Figma built its category on a simple assumption: design and code are separate disciplines. Designers create the blueprint; developers build it. A designer at Jane Street - the quantitative trading firm known for unusually rigorous engineering culture - published a post this week making the case that this pipeline is collapsing for a specific type of practitioner. They now reach for Claude Code before opening Figma.
The argument isn't that AI tools are better at visual design. It's that for people who design and build their own products, the Figma step adds a translation layer that didn't need to exist. You create an artifact - the mockup - that immediately has to become a different artifact: the code.
What the Code-First Design Loop Looks Like
Claude Code writes actual HTML, CSS, and component code - not screenshots or design files. The workflow: describe a layout or component in natural language, get a working implementation, open it in a browser, see what needs adjusting, describe the change, repeat. There's no "hand off to yourself" step.
For someone with enough coding fluency to read and modify generated code, this loop can be genuinely faster than visual prototyping. Especially for components you'd describe verbally anyway - "a sidebar with collapsible sections and a sticky header" renders in roughly the time it takes to drag elements into Figma.
This isn't specific to Jane Street. Developers have been using Claude Code, Cursor, and Bolt.new to generate UI components for over a year.
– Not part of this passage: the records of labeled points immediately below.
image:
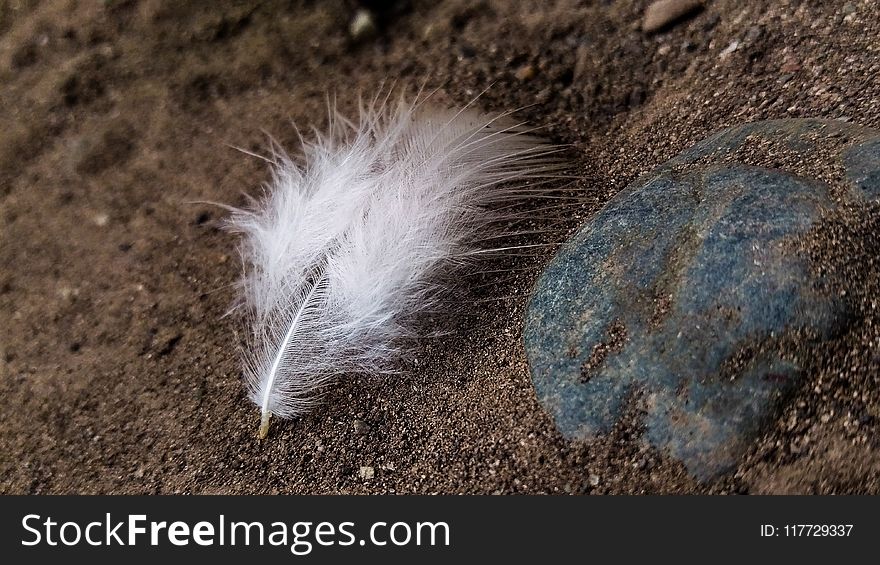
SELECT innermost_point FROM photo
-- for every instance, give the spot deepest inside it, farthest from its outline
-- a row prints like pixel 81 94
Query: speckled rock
pixel 684 291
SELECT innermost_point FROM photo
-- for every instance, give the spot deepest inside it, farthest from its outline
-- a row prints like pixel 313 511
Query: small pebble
pixel 363 25
pixel 666 12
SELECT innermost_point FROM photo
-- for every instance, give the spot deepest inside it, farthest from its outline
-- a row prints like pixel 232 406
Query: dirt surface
pixel 118 371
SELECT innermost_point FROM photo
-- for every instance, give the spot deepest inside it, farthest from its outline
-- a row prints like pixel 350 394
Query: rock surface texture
pixel 689 297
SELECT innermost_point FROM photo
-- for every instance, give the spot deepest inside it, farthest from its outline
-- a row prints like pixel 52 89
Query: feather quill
pixel 353 241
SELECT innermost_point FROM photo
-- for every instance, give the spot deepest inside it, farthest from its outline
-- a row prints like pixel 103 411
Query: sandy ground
pixel 118 373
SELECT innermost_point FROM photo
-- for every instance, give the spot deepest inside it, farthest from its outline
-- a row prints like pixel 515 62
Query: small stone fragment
pixel 363 25
pixel 683 291
pixel 663 13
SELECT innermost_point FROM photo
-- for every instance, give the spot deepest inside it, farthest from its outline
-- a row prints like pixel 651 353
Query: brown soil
pixel 118 373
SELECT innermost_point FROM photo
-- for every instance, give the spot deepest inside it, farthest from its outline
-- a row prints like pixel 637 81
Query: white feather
pixel 348 247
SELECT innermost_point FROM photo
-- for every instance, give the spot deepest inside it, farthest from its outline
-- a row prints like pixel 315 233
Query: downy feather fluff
pixel 351 242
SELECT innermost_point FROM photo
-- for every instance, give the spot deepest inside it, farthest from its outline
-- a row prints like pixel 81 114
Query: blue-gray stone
pixel 683 291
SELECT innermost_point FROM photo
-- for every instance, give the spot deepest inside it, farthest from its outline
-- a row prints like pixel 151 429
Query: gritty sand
pixel 118 371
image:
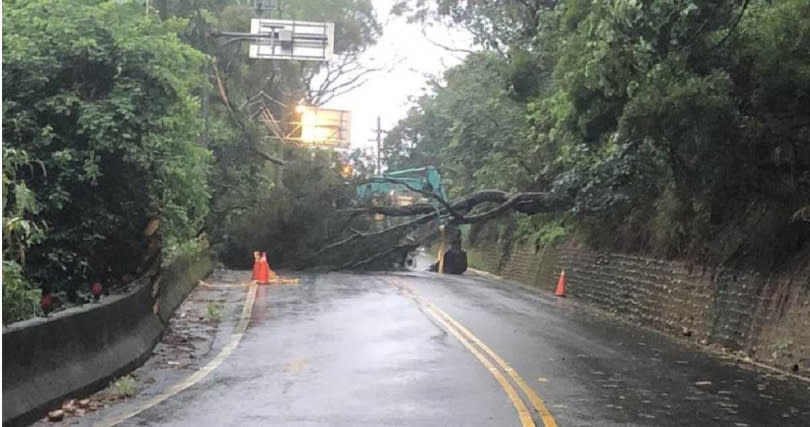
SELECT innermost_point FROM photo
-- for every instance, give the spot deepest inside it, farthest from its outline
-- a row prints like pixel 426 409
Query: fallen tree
pixel 391 245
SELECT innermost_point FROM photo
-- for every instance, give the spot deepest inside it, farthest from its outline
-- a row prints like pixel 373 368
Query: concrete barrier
pixel 79 350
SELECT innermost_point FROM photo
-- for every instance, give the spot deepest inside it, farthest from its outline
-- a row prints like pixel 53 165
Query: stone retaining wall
pixel 765 317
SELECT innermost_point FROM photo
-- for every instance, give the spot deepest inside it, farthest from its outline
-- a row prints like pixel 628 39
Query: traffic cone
pixel 560 292
pixel 263 275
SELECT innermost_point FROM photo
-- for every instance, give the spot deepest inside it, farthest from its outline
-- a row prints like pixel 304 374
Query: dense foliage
pixel 679 126
pixel 100 134
pixel 114 118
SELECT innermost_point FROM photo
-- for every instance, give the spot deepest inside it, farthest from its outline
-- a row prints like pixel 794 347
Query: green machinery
pixel 388 184
pixel 391 187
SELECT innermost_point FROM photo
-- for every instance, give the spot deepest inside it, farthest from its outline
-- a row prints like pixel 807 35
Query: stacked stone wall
pixel 765 317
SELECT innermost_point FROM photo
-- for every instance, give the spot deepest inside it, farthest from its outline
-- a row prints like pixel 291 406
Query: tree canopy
pixel 677 126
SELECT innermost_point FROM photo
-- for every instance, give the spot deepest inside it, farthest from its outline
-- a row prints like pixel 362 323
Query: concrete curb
pixel 78 351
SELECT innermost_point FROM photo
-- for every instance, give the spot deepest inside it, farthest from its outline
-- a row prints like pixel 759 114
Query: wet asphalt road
pixel 348 350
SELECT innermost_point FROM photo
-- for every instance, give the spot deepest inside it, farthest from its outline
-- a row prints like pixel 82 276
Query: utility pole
pixel 379 146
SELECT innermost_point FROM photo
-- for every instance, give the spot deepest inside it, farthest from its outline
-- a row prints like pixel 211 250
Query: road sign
pixel 286 39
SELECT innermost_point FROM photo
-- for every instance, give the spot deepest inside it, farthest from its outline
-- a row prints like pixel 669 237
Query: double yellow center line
pixel 479 349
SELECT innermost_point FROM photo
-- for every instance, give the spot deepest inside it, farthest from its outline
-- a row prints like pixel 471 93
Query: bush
pixel 20 299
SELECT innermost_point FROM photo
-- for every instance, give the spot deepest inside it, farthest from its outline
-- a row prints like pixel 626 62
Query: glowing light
pixel 324 126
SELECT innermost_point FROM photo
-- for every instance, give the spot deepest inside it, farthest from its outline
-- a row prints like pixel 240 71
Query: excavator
pixel 397 188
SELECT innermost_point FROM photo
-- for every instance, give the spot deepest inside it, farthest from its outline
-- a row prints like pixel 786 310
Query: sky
pixel 409 56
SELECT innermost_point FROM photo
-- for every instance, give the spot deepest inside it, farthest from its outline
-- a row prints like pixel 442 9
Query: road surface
pixel 417 349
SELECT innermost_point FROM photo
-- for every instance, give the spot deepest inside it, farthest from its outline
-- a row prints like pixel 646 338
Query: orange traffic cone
pixel 560 292
pixel 257 266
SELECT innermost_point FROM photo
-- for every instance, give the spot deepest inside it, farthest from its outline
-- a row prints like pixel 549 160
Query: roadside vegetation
pixel 115 120
pixel 679 127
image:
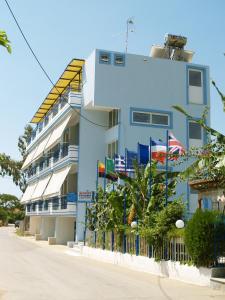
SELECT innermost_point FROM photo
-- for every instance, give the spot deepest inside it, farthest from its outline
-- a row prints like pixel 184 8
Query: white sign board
pixel 85 196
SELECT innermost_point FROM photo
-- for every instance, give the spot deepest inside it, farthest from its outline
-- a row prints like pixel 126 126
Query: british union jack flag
pixel 176 149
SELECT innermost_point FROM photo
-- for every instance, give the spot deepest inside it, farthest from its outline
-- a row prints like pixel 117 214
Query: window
pixel 113 118
pixel 46 120
pixel 46 205
pixel 140 117
pixel 195 78
pixel 104 58
pixel 119 59
pixel 150 118
pixel 40 126
pixel 112 149
pixel 160 119
pixel 55 109
pixel 195 131
pixel 63 103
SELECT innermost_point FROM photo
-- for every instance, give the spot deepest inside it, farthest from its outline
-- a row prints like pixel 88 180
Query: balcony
pixel 66 152
pixel 68 99
pixel 61 205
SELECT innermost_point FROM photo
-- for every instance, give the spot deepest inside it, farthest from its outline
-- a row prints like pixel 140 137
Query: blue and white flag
pixel 143 154
pixel 131 156
pixel 119 163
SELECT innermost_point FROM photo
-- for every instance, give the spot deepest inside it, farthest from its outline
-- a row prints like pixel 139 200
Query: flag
pixel 119 163
pixel 131 156
pixel 143 154
pixel 109 165
pixel 110 169
pixel 158 150
pixel 174 147
pixel 101 169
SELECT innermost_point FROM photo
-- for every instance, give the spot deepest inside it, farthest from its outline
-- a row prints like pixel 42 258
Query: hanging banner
pixel 87 196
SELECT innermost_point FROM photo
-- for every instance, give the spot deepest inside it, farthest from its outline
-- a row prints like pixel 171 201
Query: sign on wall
pixel 85 196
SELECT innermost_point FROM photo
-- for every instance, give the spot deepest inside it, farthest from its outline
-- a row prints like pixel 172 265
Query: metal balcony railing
pixel 65 204
pixel 65 151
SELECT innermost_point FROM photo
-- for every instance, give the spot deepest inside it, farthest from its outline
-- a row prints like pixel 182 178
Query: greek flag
pixel 119 162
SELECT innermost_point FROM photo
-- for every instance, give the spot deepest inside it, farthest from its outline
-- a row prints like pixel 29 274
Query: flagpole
pixel 124 208
pixel 104 184
pixel 138 154
pixel 167 152
pixel 96 199
pixel 150 169
pixel 104 187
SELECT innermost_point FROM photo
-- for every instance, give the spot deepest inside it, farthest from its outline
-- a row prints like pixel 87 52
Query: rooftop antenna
pixel 130 28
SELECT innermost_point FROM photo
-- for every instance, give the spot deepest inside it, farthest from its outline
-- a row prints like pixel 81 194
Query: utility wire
pixel 43 69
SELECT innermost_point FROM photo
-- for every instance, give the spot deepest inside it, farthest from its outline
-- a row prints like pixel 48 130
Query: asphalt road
pixel 31 270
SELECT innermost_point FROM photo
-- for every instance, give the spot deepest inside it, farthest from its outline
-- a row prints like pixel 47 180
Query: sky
pixel 61 30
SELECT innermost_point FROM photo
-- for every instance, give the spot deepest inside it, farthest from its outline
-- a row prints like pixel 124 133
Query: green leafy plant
pixel 200 237
pixel 4 41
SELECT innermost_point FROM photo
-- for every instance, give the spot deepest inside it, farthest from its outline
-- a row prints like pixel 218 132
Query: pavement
pixel 31 270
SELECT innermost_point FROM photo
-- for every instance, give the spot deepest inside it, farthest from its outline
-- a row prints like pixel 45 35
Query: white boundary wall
pixel 173 270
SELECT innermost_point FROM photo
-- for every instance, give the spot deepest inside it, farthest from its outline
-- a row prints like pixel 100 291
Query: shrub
pixel 201 235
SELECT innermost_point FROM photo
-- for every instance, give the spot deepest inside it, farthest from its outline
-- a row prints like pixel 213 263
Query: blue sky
pixel 61 30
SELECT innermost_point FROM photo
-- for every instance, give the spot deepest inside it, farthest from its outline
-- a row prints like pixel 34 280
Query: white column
pixel 64 229
pixel 47 227
pixel 35 224
pixel 80 222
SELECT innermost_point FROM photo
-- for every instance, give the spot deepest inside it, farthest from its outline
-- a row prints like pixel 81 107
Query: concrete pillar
pixel 80 222
pixel 64 229
pixel 47 227
pixel 35 225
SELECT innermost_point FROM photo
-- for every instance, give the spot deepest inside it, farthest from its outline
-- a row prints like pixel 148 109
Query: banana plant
pixel 4 41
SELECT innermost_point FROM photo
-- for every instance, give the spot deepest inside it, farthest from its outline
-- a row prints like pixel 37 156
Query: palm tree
pixel 4 41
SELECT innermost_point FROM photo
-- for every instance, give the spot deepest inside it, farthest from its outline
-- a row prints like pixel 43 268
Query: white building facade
pixel 111 102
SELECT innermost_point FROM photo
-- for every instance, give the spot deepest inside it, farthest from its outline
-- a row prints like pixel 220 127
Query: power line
pixel 43 69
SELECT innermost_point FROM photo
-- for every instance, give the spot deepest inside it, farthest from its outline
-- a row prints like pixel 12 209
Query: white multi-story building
pixel 99 107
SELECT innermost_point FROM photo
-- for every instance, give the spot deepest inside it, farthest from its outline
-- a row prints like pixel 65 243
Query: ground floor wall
pixel 60 227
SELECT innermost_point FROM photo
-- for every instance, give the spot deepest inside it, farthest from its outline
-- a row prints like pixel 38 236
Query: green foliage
pixel 162 223
pixel 23 140
pixel 155 219
pixel 210 159
pixel 11 208
pixel 4 41
pixel 200 235
pixel 11 167
pixel 3 216
pixel 107 211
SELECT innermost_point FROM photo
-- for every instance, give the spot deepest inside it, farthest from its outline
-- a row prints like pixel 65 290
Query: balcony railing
pixel 70 97
pixel 66 151
pixel 62 205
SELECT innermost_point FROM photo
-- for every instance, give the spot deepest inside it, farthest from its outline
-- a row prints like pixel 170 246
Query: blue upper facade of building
pixel 123 99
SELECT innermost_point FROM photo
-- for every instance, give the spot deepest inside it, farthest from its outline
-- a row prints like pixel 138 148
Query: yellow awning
pixel 72 76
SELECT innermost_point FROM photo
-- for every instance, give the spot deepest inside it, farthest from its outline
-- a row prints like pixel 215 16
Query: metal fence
pixel 174 250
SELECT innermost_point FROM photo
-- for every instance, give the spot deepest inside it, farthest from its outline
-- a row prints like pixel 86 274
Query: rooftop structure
pixel 98 107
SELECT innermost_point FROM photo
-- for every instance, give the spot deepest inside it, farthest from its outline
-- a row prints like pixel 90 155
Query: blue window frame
pixel 152 118
pixel 119 59
pixel 105 57
pixel 197 76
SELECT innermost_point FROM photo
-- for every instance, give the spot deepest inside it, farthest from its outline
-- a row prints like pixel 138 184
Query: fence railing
pixel 174 250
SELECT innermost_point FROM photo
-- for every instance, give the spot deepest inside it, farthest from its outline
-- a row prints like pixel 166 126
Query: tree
pixel 4 41
pixel 23 140
pixel 209 160
pixel 11 209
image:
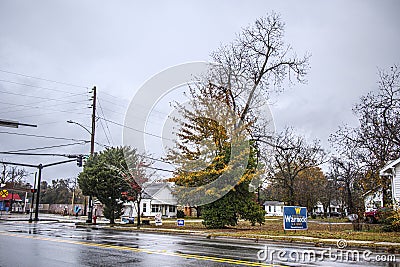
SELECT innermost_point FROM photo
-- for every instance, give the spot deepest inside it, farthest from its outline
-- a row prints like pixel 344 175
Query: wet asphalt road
pixel 62 244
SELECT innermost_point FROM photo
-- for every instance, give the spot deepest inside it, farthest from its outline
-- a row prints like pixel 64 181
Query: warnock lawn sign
pixel 294 218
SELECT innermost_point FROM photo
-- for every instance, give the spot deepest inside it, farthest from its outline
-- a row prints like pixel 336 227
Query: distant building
pixel 335 208
pixel 157 198
pixel 373 199
pixel 273 208
pixel 392 171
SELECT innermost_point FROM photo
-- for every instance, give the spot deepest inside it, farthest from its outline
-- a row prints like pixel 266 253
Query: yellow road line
pixel 141 250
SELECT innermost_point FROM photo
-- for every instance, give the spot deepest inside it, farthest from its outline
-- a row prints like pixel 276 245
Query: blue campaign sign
pixel 294 218
pixel 77 209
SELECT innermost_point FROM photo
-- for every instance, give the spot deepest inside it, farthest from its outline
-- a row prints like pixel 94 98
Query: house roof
pixel 273 203
pixel 387 169
pixel 152 189
pixel 11 196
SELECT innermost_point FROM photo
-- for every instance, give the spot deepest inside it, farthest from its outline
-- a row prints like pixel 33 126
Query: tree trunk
pixel 350 204
pixel 139 214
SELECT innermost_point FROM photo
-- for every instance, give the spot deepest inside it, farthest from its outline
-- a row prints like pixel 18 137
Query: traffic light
pixel 79 161
pixel 85 158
What's shifted is the confidence level - practitioners are committing to this workflow for entire products, not just one-off experiments. A post titled "I design with Claude Code more than Figma now" implies the workflow is reliable enough for real work, not just prototyping.
One honest limitation: Claude Code handles structure and layout logic well, but visual refinement is less consistent. Tight spacing, custom animations, brand typography - those still require manual CSS and design taste. You're generating iterable starting points, not polished interfaces.
Where Figma Isn't Going Away
Figma's core use cases don't disappear because solo practitioners prefer code-first iteration. Collaborative review from non-technical stakeholders, design system governance, handoff specs for a separate dev team, clickable prototypes for client approval - these all require a shared visual artifact that people without coding knowledge can interact with and annotate. Generated code doesn't serve that purpose.
Figma's enterprise business - large teams with distinct design and engineering functions - is probably fine. Its grip on solo practitioners and small technical teams that don't hand designs to anyone else is where the pressure is building.